Research by British Internet services company Netcraft suggests that as many as 600,000 servers worldwide are still running Windows Server 2003, despite the fact that the operating system is no longer supported by Microsoft.

These machines are responsible for around 175 million websites - around 20 percent of all websites indexed by Netcraft.

Extended support for WS2k3 ran out on July 14, and the OS is no longer safe to use, since no new security patches will ever be released.

WS2k3
– Microsoft

For whom the bell tolls

The lifespan of a Microsoft operating system is around 10 years - five years under ‘mainstream support’ when new features are still being added, and another five under ‘extended support’ when only security updates are issued.

Just like the immensely popular Windows XP, Windows Server 2003 got an extension - but eventually its creators had to pull the plug. While Microsoft cannot stop anyone from using the obsolete OS, it no longer issues patches for WS2k3, so even widely known, critical vulnerabilities are never fixed.

And yet Netcraft estimated that in July, there were around 600,000 web-facing servers still using Windows Server 2003 to host around 175 million websites – that’s ten percent of all web-facing machines. A further 1.7 million sites were believed to be hosted using WS2k3 behind load balances and similar devices that are not running Windows.

China and the United States together accounted for 55 percent of the world’s active Windows Server 2003 computers. In China, 24,000 of these were used by Alibaba Group, including 7,500 under its cloud hosting unit Aliyun, which still allows its customers to create Windows Server 2003 virtual machines.

Netcraft also notes that hundreds of banks – including NatWest in the UK – appear to be running the obsolete OS. The company warns that using WS2k3 would be especially harmful for organizations that process financial details of their customers.

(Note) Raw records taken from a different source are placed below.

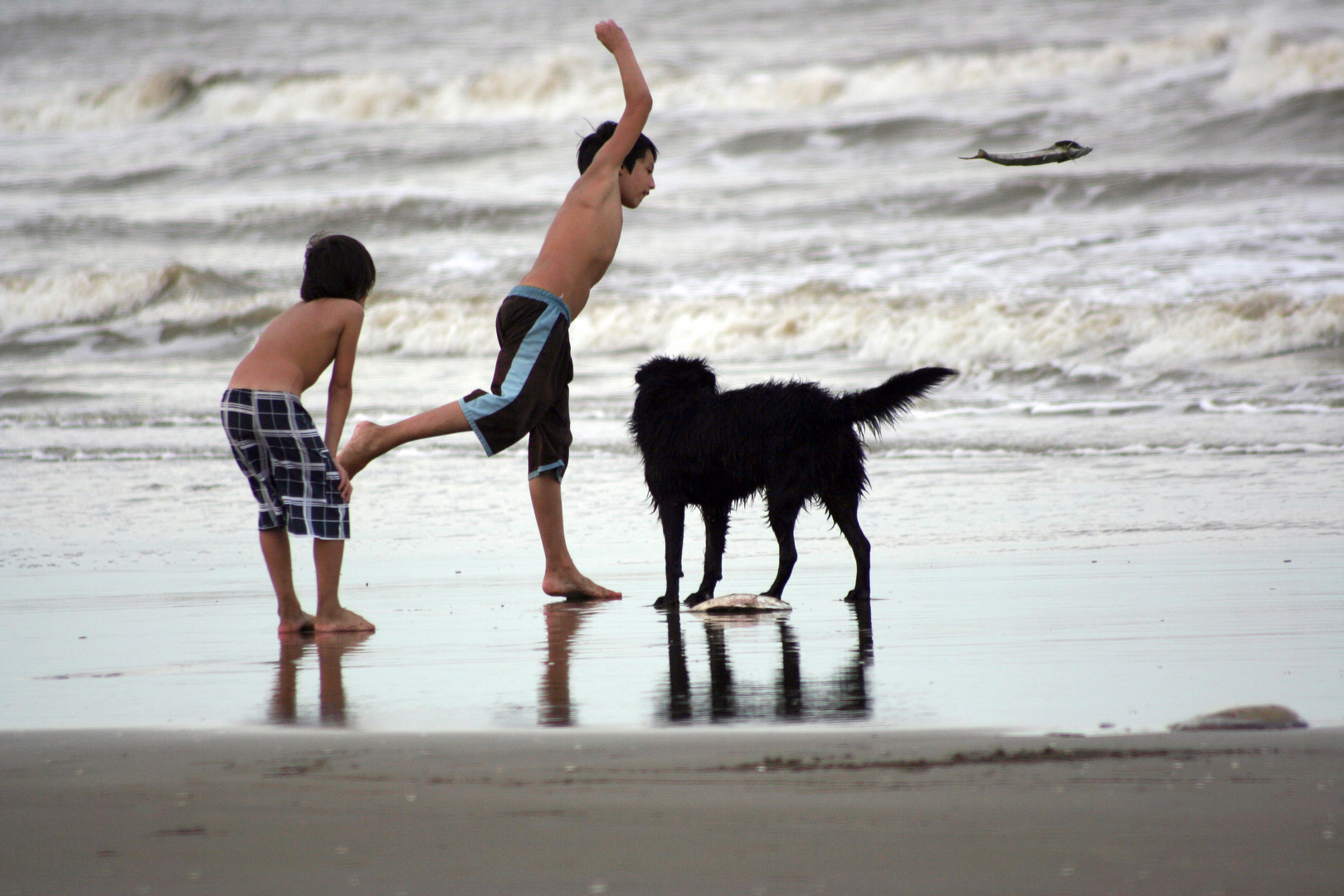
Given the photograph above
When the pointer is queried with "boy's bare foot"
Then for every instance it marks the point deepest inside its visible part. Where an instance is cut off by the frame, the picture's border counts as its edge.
(360, 449)
(342, 620)
(296, 624)
(572, 585)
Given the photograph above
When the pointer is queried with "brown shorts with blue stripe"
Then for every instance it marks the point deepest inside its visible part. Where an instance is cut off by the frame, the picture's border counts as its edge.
(530, 394)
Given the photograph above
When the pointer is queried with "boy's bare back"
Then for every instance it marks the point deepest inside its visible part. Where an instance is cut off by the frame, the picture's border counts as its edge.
(587, 230)
(300, 344)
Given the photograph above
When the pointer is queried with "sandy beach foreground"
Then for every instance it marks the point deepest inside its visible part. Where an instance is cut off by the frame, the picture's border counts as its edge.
(671, 811)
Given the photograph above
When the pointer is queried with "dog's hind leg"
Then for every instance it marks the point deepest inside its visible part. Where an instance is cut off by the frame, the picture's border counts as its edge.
(845, 511)
(674, 533)
(782, 514)
(715, 538)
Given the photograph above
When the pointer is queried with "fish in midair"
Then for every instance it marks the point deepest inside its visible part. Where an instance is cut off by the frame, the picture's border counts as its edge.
(1062, 151)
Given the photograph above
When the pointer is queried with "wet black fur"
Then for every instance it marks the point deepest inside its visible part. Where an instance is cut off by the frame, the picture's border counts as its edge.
(793, 441)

The Payment Card Industry Data Security Standard (PCI DSS) includes provisions on patches and security, and neglecting these could result in withdrawal of certification and hefty fines. Any organizations that handle financial details should migrate to a more recent operating system immediately.

The upgrade process from WS2k3 has been previously estimated to be generating billions of dollars for hardware and software vendors.